Consider the following short code example with a public getter and a private setter:
public class Foo
{
public class Bar
{
...
}
public Bar fooBar { get; private set; }
public int valueType { get; private set; }
}
I want to make sure that the class members can only be written to from inside the Foo
class. That works for value types like valueType
in the example above. But how do reference types like the nested class fooBar
behave?
Can I use the reference which is returned by the public getter, to manipulate my private member?

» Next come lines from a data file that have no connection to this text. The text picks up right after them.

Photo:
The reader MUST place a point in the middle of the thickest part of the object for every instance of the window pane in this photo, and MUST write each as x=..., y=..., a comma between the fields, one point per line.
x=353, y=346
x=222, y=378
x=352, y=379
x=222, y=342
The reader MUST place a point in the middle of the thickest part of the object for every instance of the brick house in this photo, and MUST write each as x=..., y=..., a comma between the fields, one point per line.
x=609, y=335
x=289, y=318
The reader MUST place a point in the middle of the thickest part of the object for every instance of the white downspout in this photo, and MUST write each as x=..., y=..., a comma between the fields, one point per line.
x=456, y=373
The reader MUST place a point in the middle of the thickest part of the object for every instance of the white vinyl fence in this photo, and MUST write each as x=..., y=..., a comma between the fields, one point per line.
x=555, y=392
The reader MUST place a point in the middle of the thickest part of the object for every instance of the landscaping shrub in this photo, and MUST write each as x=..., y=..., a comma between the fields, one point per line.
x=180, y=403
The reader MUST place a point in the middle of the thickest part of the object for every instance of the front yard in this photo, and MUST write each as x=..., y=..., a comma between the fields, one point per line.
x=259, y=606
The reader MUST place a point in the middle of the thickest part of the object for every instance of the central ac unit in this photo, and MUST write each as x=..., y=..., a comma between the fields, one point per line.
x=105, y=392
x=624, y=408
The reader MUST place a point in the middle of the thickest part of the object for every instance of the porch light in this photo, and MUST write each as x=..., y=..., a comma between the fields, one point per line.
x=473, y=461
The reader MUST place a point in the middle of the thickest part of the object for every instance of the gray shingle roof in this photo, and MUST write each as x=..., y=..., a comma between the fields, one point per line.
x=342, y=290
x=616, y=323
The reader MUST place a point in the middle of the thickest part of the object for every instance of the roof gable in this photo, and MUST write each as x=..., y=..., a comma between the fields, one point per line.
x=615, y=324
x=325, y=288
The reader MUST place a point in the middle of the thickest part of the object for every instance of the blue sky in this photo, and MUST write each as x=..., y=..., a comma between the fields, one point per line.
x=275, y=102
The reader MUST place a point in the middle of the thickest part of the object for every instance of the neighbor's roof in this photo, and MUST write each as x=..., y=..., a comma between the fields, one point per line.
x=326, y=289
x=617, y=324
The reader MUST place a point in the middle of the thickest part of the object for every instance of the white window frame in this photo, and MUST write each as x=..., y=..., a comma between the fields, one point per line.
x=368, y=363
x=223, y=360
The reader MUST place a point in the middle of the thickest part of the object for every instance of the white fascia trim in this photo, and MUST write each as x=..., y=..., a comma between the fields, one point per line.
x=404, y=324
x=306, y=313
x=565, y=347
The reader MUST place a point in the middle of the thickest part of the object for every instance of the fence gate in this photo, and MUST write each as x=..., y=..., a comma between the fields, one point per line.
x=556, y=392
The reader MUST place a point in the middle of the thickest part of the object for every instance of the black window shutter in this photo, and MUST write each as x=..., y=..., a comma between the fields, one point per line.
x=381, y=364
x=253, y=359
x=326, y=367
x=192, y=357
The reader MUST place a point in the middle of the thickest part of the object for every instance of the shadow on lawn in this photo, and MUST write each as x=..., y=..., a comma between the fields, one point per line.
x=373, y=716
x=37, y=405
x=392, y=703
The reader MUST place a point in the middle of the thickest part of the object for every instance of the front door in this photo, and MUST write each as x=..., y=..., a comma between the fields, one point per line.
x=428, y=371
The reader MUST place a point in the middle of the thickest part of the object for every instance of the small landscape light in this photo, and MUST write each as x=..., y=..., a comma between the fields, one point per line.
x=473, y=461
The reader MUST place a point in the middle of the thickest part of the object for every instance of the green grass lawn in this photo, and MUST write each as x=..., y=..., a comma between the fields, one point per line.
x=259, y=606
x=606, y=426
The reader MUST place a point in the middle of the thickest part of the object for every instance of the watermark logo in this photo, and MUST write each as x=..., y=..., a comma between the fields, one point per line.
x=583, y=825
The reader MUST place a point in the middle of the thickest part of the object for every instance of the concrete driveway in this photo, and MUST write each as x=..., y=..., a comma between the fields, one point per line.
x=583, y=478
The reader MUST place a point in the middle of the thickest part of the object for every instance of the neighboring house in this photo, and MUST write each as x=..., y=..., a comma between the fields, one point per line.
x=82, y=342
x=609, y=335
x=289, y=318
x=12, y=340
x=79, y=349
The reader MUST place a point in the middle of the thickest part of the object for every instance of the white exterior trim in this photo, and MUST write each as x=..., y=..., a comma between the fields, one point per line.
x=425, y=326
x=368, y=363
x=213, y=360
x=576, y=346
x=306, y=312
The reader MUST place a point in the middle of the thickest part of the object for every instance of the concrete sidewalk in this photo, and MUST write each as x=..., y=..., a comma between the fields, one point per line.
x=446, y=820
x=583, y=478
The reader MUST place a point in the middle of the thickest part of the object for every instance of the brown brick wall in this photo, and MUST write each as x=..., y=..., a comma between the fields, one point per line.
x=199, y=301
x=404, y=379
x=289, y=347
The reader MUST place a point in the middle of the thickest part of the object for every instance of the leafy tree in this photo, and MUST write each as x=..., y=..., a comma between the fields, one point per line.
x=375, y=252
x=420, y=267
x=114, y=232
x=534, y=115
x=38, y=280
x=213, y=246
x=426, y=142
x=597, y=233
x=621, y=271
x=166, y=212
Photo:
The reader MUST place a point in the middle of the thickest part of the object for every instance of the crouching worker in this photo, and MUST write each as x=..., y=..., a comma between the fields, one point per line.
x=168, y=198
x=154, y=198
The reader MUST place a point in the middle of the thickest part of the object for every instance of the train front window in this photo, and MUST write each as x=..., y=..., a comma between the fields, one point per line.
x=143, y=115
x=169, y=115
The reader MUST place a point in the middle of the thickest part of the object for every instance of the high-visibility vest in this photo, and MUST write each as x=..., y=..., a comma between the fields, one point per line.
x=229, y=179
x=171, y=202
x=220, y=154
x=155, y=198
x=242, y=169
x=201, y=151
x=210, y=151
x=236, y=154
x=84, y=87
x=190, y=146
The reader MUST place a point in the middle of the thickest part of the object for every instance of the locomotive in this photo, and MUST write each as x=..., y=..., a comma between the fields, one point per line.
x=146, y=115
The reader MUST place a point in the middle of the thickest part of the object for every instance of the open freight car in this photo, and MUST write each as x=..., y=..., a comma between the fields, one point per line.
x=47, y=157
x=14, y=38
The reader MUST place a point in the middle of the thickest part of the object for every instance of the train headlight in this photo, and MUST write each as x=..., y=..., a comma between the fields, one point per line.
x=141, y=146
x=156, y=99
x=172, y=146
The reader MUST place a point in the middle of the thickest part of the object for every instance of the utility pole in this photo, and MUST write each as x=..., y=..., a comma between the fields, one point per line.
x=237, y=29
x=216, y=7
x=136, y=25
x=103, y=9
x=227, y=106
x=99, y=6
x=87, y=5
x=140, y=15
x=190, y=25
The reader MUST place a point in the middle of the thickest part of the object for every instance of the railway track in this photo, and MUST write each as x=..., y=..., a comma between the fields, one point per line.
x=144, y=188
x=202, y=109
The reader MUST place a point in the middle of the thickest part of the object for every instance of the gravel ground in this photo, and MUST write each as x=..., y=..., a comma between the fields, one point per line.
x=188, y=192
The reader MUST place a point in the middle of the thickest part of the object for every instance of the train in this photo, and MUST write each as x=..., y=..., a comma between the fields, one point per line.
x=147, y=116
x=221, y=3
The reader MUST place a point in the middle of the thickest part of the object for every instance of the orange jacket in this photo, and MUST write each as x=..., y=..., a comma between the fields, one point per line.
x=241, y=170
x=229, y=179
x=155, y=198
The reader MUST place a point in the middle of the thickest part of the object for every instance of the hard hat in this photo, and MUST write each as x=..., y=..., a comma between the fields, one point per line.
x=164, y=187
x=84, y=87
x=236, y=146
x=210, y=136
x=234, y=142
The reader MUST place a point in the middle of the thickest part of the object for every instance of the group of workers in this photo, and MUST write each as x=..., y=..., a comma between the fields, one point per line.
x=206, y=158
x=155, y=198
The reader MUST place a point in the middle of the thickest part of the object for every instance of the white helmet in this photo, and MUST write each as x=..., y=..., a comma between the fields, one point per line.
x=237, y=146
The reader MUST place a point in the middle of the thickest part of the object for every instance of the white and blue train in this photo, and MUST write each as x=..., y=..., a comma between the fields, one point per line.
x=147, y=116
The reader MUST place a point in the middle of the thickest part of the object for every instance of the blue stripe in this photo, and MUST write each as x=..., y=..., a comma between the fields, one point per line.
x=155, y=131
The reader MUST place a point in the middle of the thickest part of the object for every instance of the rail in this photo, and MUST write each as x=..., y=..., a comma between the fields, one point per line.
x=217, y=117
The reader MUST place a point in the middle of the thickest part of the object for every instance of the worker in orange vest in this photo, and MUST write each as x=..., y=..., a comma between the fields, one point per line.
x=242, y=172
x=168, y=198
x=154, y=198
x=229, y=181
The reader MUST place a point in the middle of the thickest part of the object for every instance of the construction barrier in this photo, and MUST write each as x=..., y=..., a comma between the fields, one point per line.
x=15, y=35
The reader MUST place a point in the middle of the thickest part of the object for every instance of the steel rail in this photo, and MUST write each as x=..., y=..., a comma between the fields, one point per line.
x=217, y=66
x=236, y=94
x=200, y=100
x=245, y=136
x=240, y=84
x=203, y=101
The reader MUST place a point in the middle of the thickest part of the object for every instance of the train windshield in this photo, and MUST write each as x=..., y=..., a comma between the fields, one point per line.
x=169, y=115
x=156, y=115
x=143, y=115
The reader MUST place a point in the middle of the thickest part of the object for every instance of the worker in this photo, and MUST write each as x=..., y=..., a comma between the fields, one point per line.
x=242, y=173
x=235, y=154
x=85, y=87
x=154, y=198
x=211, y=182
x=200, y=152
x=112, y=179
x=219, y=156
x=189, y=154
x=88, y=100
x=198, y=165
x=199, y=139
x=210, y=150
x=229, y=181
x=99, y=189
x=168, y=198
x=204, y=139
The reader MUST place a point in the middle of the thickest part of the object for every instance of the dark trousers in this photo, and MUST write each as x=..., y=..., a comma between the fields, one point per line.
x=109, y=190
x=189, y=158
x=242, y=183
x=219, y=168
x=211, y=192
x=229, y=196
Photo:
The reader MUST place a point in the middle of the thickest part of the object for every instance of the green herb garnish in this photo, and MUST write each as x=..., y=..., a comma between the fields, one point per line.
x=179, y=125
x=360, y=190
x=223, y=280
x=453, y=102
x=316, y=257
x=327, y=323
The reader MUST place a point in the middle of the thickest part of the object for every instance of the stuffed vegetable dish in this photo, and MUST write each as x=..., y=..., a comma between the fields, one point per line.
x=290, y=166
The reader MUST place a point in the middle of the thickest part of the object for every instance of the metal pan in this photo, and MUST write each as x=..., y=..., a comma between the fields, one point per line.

If the type you're referring to is mutable, then yes, anyone with a reference to the "container" can fetch a reference and then mutate the object. For example:
using System;
using System.Collections.Generic;
class Container
{
public List<string> List { get; private set; }
= new List<string>();
}
class Program
{
static void Main()
{
var container = new Container();
var list = container.List;
Console.WriteLine(list.Count); //0
container.List.Add("foo");
Console.WriteLine(list.Count); // 1
}
}
Here the List<string>
is being mutated outside Container
. One option to avoid this would be to use a read-only view over the mutable data:
using System;
using System.Collections.Generic;
class Container
{
private readonly List<string> list = new List<string>();
public IReadOnlyList<string> ListView { get; }
public Container()
{
ListView = list.AsReadOnly();
}
public void AddItem(string item)
{
list.Add(item);
}
}
class Program
{
static void Main()
{
var container = new Container();
Console.WriteLine(container.ListView.Count); //0
// container.ListView.Add("foo"); // Compile-time error
container.AddItem("foo");
Console.WriteLine(container.ListView.Count); // 1
}
}
Note that you shouldn't just return the list directly from the property, even if the compile-time type is IReadOnlyList<T>
- because then a caller could just cast back to List<T>
and mutate it. List<T>.AsReadOnly()
returns a genuinely read-only wrapper object around the list, so callers really won't be able to mutate it.